Inletkeeper has opposed the Su Dam because of its potential to damage the hydrology of the Susitna River, a vital artery of Cook Inlet’s watershed. As Inletkeeper’s March 2012 resolution against the dam stated, “the scale and purpose of the dam will invariably impact water flow regimes, ice patterns, fish habitat, and temperatures that will adversely affect salmon.”
Who decided that the most urgent action for our energy future is asking our cash-strapped state to pour more money into a horrendously expensive dam project? The letter to the co-chairs of the House Finance Committee was, as noted, signed by all the utility managers. But none of the co-op boards, who were elected to steer large decisions in the interest of members, held a vote on whether or not to prioritize the Su dam or to push for re-starting the permitting process. Based on conversations with some board members, few of them seemed even aware of the letter.

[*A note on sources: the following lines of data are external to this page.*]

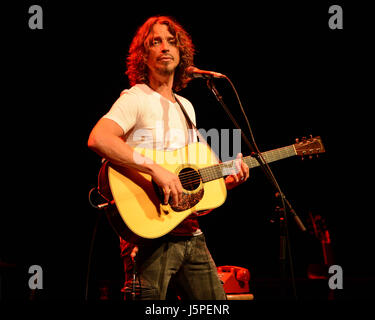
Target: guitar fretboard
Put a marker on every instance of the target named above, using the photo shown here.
(226, 168)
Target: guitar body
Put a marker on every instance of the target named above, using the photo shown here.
(140, 212)
(139, 200)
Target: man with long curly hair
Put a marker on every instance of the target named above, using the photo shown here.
(159, 55)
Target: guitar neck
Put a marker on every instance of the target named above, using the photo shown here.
(223, 169)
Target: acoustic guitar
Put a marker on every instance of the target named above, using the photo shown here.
(139, 200)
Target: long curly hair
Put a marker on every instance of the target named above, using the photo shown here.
(137, 70)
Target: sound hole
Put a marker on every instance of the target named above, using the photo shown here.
(190, 178)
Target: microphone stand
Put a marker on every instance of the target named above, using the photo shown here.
(284, 236)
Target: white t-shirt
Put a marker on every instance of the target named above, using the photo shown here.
(151, 121)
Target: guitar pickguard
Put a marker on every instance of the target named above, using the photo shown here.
(193, 189)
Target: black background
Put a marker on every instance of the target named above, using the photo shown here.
(295, 77)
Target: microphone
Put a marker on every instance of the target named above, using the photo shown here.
(197, 73)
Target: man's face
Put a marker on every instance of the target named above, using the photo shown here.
(163, 56)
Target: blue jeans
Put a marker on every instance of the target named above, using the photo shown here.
(183, 263)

The Alaska Energy Authority estimates it has completed about two-thirds of the Su Dam’s federal licensing process. In 2013, just before the project was put on ice, the Anchorage Daily News reported that Alaska Energy Authority sought $247.5 million over the next three years (about $341 million in 2025 dollars) to complete federally-required studies.
Although it’s unlikely that next year’s state budget will include funding, the letter has raised interest from Alaskan policymakers. Senator Jesse Bjorkman, representing the northern Kenai Peninsula, made an out-of-the-blue comment in support of the Su dam at a May 7 legislative committee meeting.
“There is immense potential with Susitna Watana,” Bjorkman said. “My utility as well as all of yours have talked for many years about completing the permitting process for that project as well as moving forward.”
This hearing, in the Senate Labor and Committee that Bjorkman chairs, was the first for Senate Bill 149, a Renewable Portfolio Standards (RPS) bill that would require the utilities to be 55% renewable by 2035. Last year, Bjorkman was grandstanding about his intent to kill a previous RPS bill in his committee, but the utility push for the Su Dam apparently motivated him to finally give the RPS bill a hearing.
Wind and solar skeptics paint themselves as champions of “common sense” energy, by which they usually mean “firm” power that doesn’t have the unpredictable variability of wind and sun. But when such “common sense” leads them to tout giant, expensive, slow-moving megaprojects like the Su Dam as solutions to the urgent problem of natural gas shortfalls, they deserve pushback. Wind and solar are mature technologies that have reduced energy costs in many diverse systems in many parts of the world, once utilities make the investments and operational changes needed to deal with variability. In March, the engineering consultants E3 found that the Railbelt could add enough wind power to meet 25% of its annual demand – and on occasion up to 70% of instantaneous demand – without raising reliability concerns. This would require some operational changes, but no investment in new transmission.
The National Renewable Energy Laboratory (NREL) previously modeled an economically optimal generation mix for the Railbelt and found it would consist of 76% renewable energy. Their model was based on large wind farms, firmed up by limited hydro power and the existing gas generation fleet (although operating far less and burning far less fuel), with a smidge of solar on top to grab the summer sun. NREL estimates this scenario would have a net cumulative savings – accounting for the cost of integrating variable generation – of $1.3 billion by 2040.
Reaching these benefits will require the four utilities that operate our energy system to change how they function, how they plan, and how they work together – a challenge, but an achievable and worthwhile one. Their managers, though, seem to be seeking an easier course – calling for millions in public money to be spent on a dubious and ecologically destructive dam. They made this decision without their boards and without the members they represent.